第3話 おまえのではない

 それは翌朝のこと。


「答え……聞かしてくれる?」


 『しつこそう』とはよく見抜いたな。などと誠司を褒めよる場合ではない。私は昨日と同じ場所に、同じ相手、掛井かけいくんと対峙していた。


「……その」


 言葉を探して目を泳がせた。なんと言うたら傷つけずに済む? そして傷付かずに済む? 経験のほぼない私には難題すぎた。


「じゃ、一回デートしようや。一回だけ。えっと日曜ひま? 駅前でさ、十一時くらいに待ち合わせして──」

「ちょ、ちょ、待って!」


 必死なのは、わかる。もしかしたら誰かに入れ知恵されてそういうゴリ押し作戦を教わったんかもしれん。けど、なんというか、ごめんなさい。私、無理です、そういうの。これ以上流されてはあかん、と慌ててその続きを制した。


「あの。私、付き合えん」


 ごめん、と言おうとしたところでがばっと抱きしめられて仰天した。ひいい、なんで!? むりむりむり!


「……ちょっとずつでええし」

 ど、どこが『ちょっとずつ』ですやろか!?


「あの、や、放して……」

「放さへんよ」

「いや、えと……」

 あかん無理。むりむりむり。


「『付き合う』言うなら放す」

 ひいいいい、なんコイツ──!



「ぷふ。なーにしよるん、おまえら」


「!?」


 そんな絶妙なタイミングがたまたまなわけがない。このクズ野郎はずっと見てたんよ。困る私を指さしてクツクツ笑って見物してたんよ。絶対そう! アホ! 最低!


「く……久原くはら先輩っ、なんでここに!?」


 掛井くんは小さく叫ぶようにそう言いながら慌てて私から飛び退いた。ああ……息ができる。

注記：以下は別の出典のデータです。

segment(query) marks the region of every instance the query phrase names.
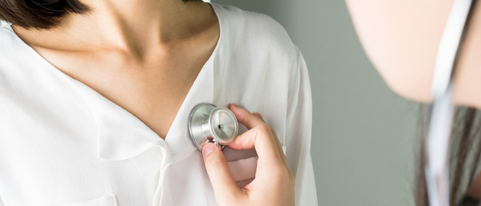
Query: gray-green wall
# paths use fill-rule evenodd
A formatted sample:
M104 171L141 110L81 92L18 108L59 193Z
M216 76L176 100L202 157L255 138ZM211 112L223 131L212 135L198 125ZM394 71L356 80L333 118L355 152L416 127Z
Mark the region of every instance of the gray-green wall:
M364 54L342 0L212 0L280 23L304 55L313 92L320 205L413 205L417 110Z

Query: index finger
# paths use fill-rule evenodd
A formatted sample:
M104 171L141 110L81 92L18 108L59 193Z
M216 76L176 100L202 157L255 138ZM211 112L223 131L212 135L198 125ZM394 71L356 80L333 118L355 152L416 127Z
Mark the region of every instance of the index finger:
M238 122L249 129L238 135L236 141L227 146L234 150L256 148L259 159L280 160L283 162L278 148L277 139L272 133L271 127L248 111L231 104L229 108L236 115ZM264 159L265 158L265 159Z
M256 117L256 115L253 115L249 111L236 106L236 104L231 104L229 105L229 109L235 114L237 121L245 126L248 130L258 126L265 124L264 121L260 120L260 119Z

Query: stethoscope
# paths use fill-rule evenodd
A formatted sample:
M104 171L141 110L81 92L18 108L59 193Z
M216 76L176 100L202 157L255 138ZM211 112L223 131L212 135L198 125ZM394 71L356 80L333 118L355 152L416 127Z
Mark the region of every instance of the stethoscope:
M476 0L455 0L438 49L431 87L434 102L427 110L424 151L429 205L449 205L449 139L454 115L453 75Z
M427 110L424 144L427 161L425 174L432 206L449 204L448 159L454 114L453 74L476 1L454 0L438 49L431 89L434 101ZM209 142L223 149L235 140L238 128L237 119L230 110L209 103L197 105L189 117L189 133L200 150Z
M201 103L190 112L188 130L194 145L201 151L209 142L223 150L237 137L238 123L230 109Z

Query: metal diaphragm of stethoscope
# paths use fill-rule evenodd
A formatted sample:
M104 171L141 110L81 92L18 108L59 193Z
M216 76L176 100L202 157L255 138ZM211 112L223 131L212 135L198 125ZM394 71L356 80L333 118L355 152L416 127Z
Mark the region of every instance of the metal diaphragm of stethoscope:
M449 205L449 139L454 115L453 75L476 0L455 0L438 48L427 116L425 174L429 205Z
M238 123L230 109L201 103L190 112L188 126L190 138L199 150L209 142L223 150L237 137Z

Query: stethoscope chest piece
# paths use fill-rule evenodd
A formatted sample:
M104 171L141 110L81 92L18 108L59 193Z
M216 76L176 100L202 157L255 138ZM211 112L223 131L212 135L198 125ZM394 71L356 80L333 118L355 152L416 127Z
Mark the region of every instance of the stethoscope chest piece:
M236 116L227 108L202 103L190 112L189 133L200 150L209 142L223 150L237 137L238 128Z

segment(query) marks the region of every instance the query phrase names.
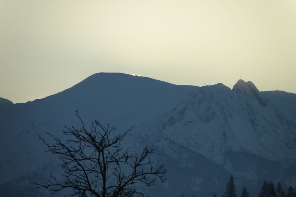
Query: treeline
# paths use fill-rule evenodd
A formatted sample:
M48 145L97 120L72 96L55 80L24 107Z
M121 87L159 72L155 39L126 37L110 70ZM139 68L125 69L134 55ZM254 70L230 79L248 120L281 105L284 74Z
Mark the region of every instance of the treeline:
M222 196L222 197L239 197L235 188L234 179L231 175L226 186L225 193ZM181 197L185 197L182 194ZM215 193L213 194L213 197L217 197ZM251 197L245 187L242 190L240 197ZM268 183L264 181L258 197L296 197L296 187L294 188L292 186L289 186L286 193L285 193L280 182L279 182L275 187L272 182Z

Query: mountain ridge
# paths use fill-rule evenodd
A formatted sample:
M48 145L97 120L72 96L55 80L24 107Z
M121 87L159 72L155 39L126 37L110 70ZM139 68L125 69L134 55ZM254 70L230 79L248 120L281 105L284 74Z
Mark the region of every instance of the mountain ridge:
M170 185L175 188L172 196L186 189L176 182L183 181L178 181L182 173L178 170L185 172L183 178L190 177L184 180L189 186L188 195L210 195L207 191L214 188L205 187L207 184L214 184L222 194L228 177L213 177L202 169L194 169L192 164L199 162L205 164L199 167L211 166L213 169L222 169L225 176L233 174L239 183L253 188L252 192L264 177L294 183L296 172L289 172L296 164L291 156L296 152L296 94L260 92L251 82L238 82L232 89L222 83L199 87L100 73L45 98L10 105L0 110L0 184L21 185L33 178L37 169L56 160L43 152L45 147L37 134L60 136L64 125L79 125L76 110L86 124L97 119L120 131L134 125L128 144L134 149L149 144L159 147L154 159L171 171L177 170L165 185L168 190ZM266 164L266 170L278 171L269 175L263 171ZM190 171L196 174L189 174ZM163 189L160 185L155 187ZM0 193L8 192L1 188Z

「引退しよったって部活来てもええじゃろが。文句あんの? は?」


 あからさまに敵意剥き出しな態度は私としてもやめてほしい。ただでさえおっかない風貌やのに、小さい子が見たら泣くわ。


「そ、そうやないですけど……」


 相手は途端に気が萎んだようで見た目もいくらか小さく見えた。気の毒に。理由はほかでもない、この久原 誠司という先輩が見た目通りのおっかない不良で、その上、私らの部活のという謎に最強な位置におる奴やから。こうなるともう目の前のこの子が可哀想になる。


「いっこ教えとこか」


 得意らしい蔑む目を受けて更にいくらか縮まる掛井くん。今度は何を言うつもりか。嫌な予感がした……。


「柏木 真知は俺の女やで」


「えっ……」


 は? なにって?


 掛井くんは頬をぴくりと引き攣らせてからそろりと私の顔を見て、その場からゆっくりと離れ始めた。そして「ああーっと……」と硬い笑顔を見せると「嘘。うそうそ。嘘でした、ドッキリ。ドッキリ、大成功! ……失礼しましたっ!」と謎なことを連発してびゅん、と頭を下げてから一目散に走り去っていった。


 『嘘』とはなんや。


 その場に取り残された私を見てにやりと笑う最低野郎を睨んだ。「……誰の女て?」一応確認をしておきたい。


「一緒にねんねした仲やん」

「幼稚園の頃の話じゃろ!」

「裸も見たで。風呂も入った」

「だからそれも幼稚園!」


 まぎらわしい言い方をすな!


「それより俺に言うことあるん違うん?」

「えっ……」


 不良はにやりと笑ってこちらに期待の眼差しを向けよる。く。


「べつに……困ってなんなかったわ」


 苦し紛れにそう返した。すると相手は予想通りやったらしく嬉しそうに「ほおー? 泣きそうに見えたけどなあ」とニヤニヤしながら返してくる。


「誰がっ! ちうか見てたん」「おっと電話じゃ」


 会話の途中でも構わず出る。しかも相手はどうやら女の人らしくキモい声で「ナナちゃん好き」やの「会いたい」やの恥じらいもなく言いよるからアホらしくなってさっさとその場を離れた。しかも今の彼女は芹那ちゃんちゃったんか。はあ、あかん、穢れる。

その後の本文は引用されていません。